Surely the end was nigh. Up and down the Great Plains, from the Texas panhandle to the Dakota prairies, dust stripped the paint from their barns, the wheat from their fields, the money — what pitiful amount was left — from their pockets. “Today is just common hell, death and destruction to every growing thing,” wrote Donald Hartwell, a Nebraska farmer, in his journal. “God in his infinite wisdom might have made a more discouraging place than Webster County, Nebraska, but so far as I know God never did.”
The dust starved their cattle and choked their friends, their neighbors, swallowed a young schoolboy in Hays, Kansas, just a quarter-mile from his house.
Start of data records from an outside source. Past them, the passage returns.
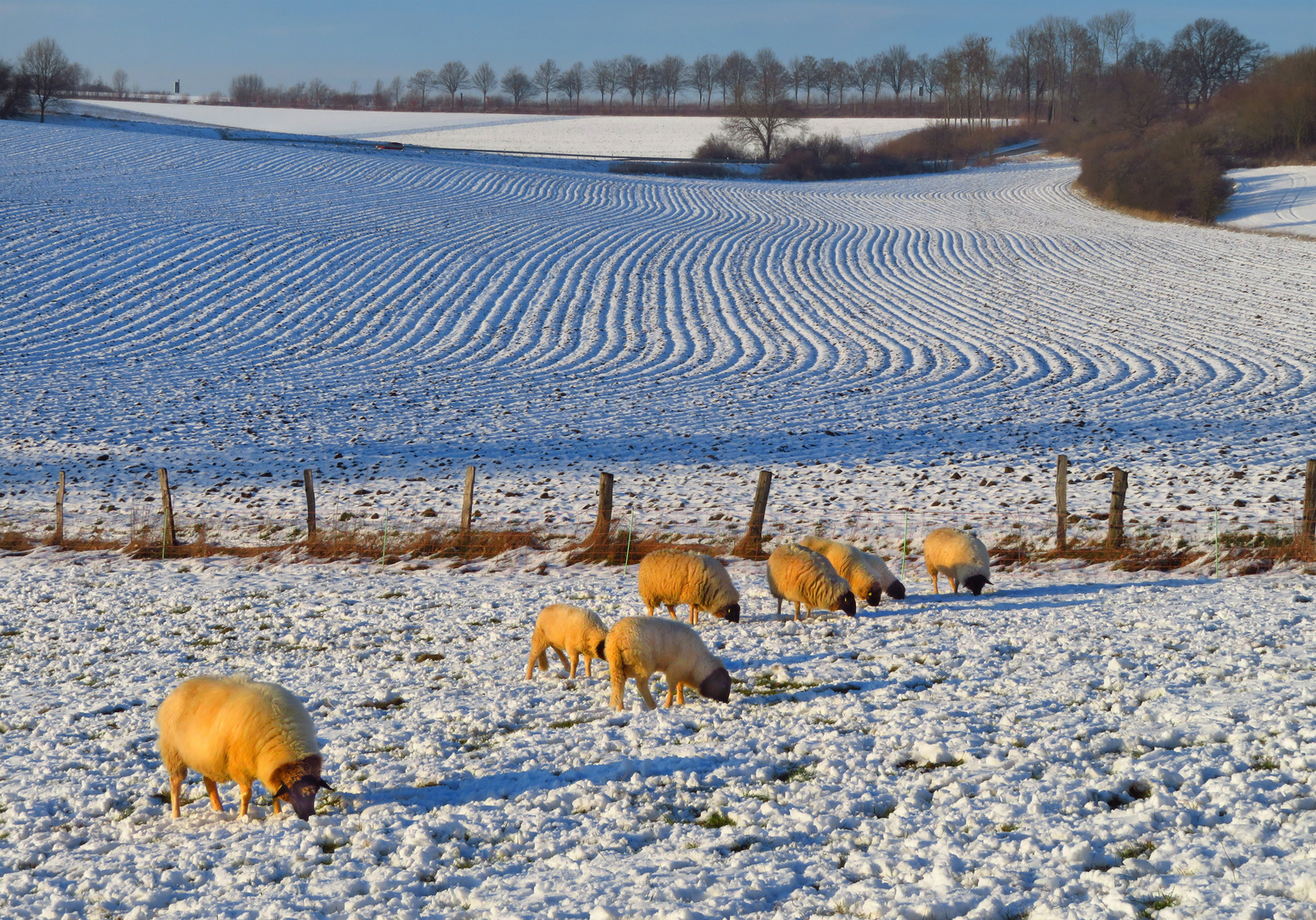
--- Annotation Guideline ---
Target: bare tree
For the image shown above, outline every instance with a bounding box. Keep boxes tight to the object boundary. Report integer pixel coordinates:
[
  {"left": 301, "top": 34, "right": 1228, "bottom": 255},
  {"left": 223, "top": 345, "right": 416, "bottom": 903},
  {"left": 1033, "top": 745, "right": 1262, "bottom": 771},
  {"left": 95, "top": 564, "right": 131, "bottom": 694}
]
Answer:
[
  {"left": 229, "top": 74, "right": 265, "bottom": 106},
  {"left": 589, "top": 60, "right": 618, "bottom": 108},
  {"left": 717, "top": 51, "right": 754, "bottom": 106},
  {"left": 19, "top": 38, "right": 82, "bottom": 123},
  {"left": 500, "top": 67, "right": 534, "bottom": 109},
  {"left": 618, "top": 54, "right": 649, "bottom": 108},
  {"left": 406, "top": 70, "right": 438, "bottom": 108},
  {"left": 434, "top": 60, "right": 471, "bottom": 109},
  {"left": 557, "top": 60, "right": 584, "bottom": 112},
  {"left": 722, "top": 48, "right": 807, "bottom": 160},
  {"left": 1170, "top": 17, "right": 1266, "bottom": 106},
  {"left": 471, "top": 60, "right": 497, "bottom": 109}
]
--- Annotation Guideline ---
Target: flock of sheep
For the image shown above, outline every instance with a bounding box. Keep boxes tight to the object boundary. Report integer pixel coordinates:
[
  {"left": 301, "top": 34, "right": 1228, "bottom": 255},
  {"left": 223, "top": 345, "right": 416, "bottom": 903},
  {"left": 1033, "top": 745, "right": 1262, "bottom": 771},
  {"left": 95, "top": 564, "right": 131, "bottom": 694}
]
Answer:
[{"left": 157, "top": 528, "right": 991, "bottom": 819}]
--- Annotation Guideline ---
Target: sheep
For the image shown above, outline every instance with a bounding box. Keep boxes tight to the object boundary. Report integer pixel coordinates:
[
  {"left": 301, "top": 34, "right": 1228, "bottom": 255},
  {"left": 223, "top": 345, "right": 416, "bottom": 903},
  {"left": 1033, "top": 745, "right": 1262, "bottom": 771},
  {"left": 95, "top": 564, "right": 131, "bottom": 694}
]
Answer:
[
  {"left": 767, "top": 543, "right": 858, "bottom": 620},
  {"left": 525, "top": 604, "right": 608, "bottom": 681},
  {"left": 800, "top": 537, "right": 904, "bottom": 607},
  {"left": 638, "top": 549, "right": 739, "bottom": 626},
  {"left": 922, "top": 526, "right": 992, "bottom": 597},
  {"left": 606, "top": 616, "right": 732, "bottom": 710},
  {"left": 155, "top": 674, "right": 333, "bottom": 820}
]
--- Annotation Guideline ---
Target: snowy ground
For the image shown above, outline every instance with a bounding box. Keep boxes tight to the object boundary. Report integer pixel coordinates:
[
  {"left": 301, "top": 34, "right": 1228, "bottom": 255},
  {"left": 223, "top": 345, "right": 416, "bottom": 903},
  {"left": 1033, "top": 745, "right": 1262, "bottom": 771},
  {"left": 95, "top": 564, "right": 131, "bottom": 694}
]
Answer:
[
  {"left": 82, "top": 103, "right": 928, "bottom": 157},
  {"left": 1220, "top": 166, "right": 1316, "bottom": 237},
  {"left": 0, "top": 123, "right": 1316, "bottom": 551},
  {"left": 0, "top": 550, "right": 1316, "bottom": 920}
]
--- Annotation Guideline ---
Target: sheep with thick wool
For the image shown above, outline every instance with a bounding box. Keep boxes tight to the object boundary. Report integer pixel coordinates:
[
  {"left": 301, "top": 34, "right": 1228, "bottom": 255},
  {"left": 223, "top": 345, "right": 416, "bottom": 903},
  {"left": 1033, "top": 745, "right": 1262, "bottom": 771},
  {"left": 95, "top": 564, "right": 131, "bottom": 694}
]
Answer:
[
  {"left": 800, "top": 537, "right": 904, "bottom": 607},
  {"left": 606, "top": 616, "right": 732, "bottom": 710},
  {"left": 525, "top": 604, "right": 608, "bottom": 681},
  {"left": 767, "top": 543, "right": 858, "bottom": 620},
  {"left": 155, "top": 674, "right": 331, "bottom": 819},
  {"left": 922, "top": 526, "right": 991, "bottom": 597},
  {"left": 638, "top": 549, "right": 739, "bottom": 626}
]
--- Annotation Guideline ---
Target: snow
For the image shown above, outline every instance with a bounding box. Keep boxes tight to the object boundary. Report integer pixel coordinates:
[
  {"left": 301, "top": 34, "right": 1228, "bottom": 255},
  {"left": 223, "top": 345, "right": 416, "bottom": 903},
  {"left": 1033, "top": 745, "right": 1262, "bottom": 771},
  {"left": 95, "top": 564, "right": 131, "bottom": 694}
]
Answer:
[
  {"left": 1220, "top": 166, "right": 1316, "bottom": 237},
  {"left": 0, "top": 550, "right": 1316, "bottom": 920},
  {"left": 77, "top": 101, "right": 928, "bottom": 158},
  {"left": 0, "top": 106, "right": 1316, "bottom": 920}
]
The roiling “black blizzards” veiled their homes in darkness, left their creaking floors rippled with silt, caked the bed sheets they soaked in kerosene and stretched across their windows. Like bandits, they tied handkerchiefs around their faces — only they were the victims, held hostage by the billions of tons of topsoil they’d plowed under over the previous half-century. They greased their nostrils with Vaseline. They swept. They prayed. They swept again. And often, finally, they left.
But FDR, long fascinated by forestry, had a plan to curb the Dust Bowl. On July 11, 1934, he issued an executive order for what he called on multiple occasions “my baby,” allocating $15 million for “the planting of forest protection strips in the Plains Region as a means of ameliorating drought conditions.”